Seiyu Ltd., a subsidiary of U.S. retail giant Wal-Mart, said Tuesday it posted a group net loss of ¥6.9 billion in the January-June period due to weak clothing sales and sluggish growth in tenant sales.
The loss narrowed from the ¥54 billion posted a year ago, but its net loss did not shrink as much as initially planned.
Seiyu's operating loss widened to ¥2.2 billion from a loss of ¥1.4 billion in the same period last year, while sales declined 1.4 percent to ¥461.6 billion.
"I am disappointed that we were unable to achieve our sales targets," Seiyu CEO Ed Kolodzieski said at a news conference.

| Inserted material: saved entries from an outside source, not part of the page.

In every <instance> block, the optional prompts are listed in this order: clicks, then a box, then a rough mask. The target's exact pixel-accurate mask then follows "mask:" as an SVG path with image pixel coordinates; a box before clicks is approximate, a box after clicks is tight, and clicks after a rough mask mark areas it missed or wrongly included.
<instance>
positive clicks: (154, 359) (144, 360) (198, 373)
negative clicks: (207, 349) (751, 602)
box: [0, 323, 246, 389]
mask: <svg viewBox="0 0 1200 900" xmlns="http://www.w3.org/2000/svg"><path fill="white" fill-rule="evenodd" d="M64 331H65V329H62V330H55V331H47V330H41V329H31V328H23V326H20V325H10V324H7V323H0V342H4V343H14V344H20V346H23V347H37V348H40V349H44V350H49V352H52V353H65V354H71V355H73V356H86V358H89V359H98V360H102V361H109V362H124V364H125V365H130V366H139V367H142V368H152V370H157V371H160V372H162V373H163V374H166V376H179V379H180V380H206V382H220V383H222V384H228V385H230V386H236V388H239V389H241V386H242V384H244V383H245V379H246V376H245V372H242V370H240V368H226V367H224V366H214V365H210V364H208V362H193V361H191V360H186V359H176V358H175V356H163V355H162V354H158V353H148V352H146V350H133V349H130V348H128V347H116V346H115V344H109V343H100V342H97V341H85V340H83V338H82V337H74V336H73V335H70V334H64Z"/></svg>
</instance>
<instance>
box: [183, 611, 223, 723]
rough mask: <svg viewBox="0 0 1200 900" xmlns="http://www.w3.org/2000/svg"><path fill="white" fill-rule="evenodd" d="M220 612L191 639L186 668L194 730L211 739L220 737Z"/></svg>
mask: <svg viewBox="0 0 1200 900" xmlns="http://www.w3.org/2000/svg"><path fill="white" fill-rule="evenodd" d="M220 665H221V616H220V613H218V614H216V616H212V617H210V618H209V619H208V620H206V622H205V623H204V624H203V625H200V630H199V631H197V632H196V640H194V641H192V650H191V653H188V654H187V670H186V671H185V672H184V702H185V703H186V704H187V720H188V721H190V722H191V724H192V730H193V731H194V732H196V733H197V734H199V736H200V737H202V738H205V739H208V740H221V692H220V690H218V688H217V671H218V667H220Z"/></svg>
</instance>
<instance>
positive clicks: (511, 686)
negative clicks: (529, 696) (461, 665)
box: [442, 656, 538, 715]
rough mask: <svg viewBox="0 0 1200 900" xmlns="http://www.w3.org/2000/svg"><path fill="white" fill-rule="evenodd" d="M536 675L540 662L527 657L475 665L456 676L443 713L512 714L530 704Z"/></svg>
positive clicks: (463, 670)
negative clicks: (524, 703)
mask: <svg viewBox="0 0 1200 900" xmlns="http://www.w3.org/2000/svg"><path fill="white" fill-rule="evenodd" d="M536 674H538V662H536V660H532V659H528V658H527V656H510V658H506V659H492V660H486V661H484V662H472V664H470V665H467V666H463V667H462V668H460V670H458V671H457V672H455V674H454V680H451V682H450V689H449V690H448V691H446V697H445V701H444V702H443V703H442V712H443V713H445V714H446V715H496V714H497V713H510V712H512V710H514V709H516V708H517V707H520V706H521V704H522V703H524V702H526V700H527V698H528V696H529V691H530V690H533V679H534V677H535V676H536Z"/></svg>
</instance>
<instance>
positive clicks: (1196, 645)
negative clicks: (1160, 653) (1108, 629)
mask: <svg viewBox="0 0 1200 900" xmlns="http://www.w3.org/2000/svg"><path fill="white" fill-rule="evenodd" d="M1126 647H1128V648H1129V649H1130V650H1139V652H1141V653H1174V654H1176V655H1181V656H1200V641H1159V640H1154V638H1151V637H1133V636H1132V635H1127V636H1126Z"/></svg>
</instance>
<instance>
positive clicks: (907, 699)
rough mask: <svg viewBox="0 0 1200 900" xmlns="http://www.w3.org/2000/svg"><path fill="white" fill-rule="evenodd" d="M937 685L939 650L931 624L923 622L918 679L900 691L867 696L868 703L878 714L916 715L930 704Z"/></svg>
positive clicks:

In December 2005, Wal-Mart increased its stake in Seiyu from 42 percent to 53 percent and has since been struggling to rebuild the supermarket chain. Losses have shrunk since then, but Seiyu has yet to return to a net profit.
Seiyu also revised its forecast downward for the full year through December. It expects to post a net loss of ¥5.9 billion, down from its February forecast of ¥800 million in profit.
It now expects to post sales of ¥963 billion, a downward revision from ¥992.1 billion.
Seiyu's same-store sales for the first half dropped 1.1 percent. The supermarket chain said it expects the figure to rise to 0.2 percent in the full year to December.
Seiyu's balance sheet worsened in the first half as total assets shrank ¥10.9 billion to ¥537 billion.